Sole Paragraph: The act of grant of the license will establish its te[r]m of validity and the possibility of extension.

http://www.araripe.com.br/law9279eng.htm#patente

*

1 TRIPS Article 31: Other Use Without Authorization of the Right Holder
    Where the law of a Member allows for other use of the subject matter of a patent without the authorization of the right holder, including use by the government or third parties authorized by the government, the following provisions shall be respected:
  1. authorization of such use shall be considered on its individual merits;
  2. such use may only be permitted if, prior to such use, the proposed user has made efforts to obtain authorization from the right holder on reasonable commercial terms and conditions and that such efforts have not been successful within a reasonable period of time. This requirement may b waived by a Member in the case of a national emergency or other circumstances of extreme urgency or in cases of public non-commercial use [emphasis added]... [TRIPS agreement, article 31, [http://www.wto.org/english/docs_e/legal_e/27-trips.wpf.] 2. Article 27: Patentable Subject Matter
    1. Subject to the provisions of paragraphs 2 and 3, patents shall be available for any inventions, whether products or processes, in all fields of technology, provided that they are new, involve an inventive step and are capable of industrial application.. Subject to paragraph 4 of Article 65, paragraph 8 of Article 70 and paragraph 3 of this Article, patents shall be available and patent rights enjoyable without discrimination as to the place of invention, the field of technology and whether products are imported or locally produced. [Emphasis added.]
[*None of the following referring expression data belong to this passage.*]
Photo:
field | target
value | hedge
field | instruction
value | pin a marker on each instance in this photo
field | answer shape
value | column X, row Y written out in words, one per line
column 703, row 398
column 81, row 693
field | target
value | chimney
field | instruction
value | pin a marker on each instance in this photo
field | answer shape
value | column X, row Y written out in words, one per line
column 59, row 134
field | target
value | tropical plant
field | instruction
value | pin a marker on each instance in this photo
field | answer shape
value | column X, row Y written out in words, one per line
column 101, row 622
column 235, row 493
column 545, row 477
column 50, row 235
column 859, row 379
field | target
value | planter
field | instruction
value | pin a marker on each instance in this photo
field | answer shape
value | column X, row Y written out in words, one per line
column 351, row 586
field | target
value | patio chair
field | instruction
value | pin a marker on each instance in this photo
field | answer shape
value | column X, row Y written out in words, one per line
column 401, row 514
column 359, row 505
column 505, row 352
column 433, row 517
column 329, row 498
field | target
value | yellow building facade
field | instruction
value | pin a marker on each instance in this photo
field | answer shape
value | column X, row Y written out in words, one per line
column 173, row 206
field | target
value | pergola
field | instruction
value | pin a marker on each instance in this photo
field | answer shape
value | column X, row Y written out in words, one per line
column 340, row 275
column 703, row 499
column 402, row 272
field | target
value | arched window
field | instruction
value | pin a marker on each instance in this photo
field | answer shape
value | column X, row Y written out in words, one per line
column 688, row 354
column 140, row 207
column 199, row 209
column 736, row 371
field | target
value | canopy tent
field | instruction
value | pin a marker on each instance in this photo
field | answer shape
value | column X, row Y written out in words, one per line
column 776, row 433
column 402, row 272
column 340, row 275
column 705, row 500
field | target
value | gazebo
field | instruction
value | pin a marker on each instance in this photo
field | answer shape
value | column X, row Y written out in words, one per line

      Oddly, I haven't heard mention during any of the debates of the interesting subsequent clauses:

    2. Members may exclude from patentability inventions, the prevention within their territory of the commercial exploitation of which is necessary to protect ordre public or morality, including to protect human, animal or plant life or health [emphasis added] or to avoid serious prejudice to the environment, provided that such exclusion is not made merely because the exploitation is prohibited by their law.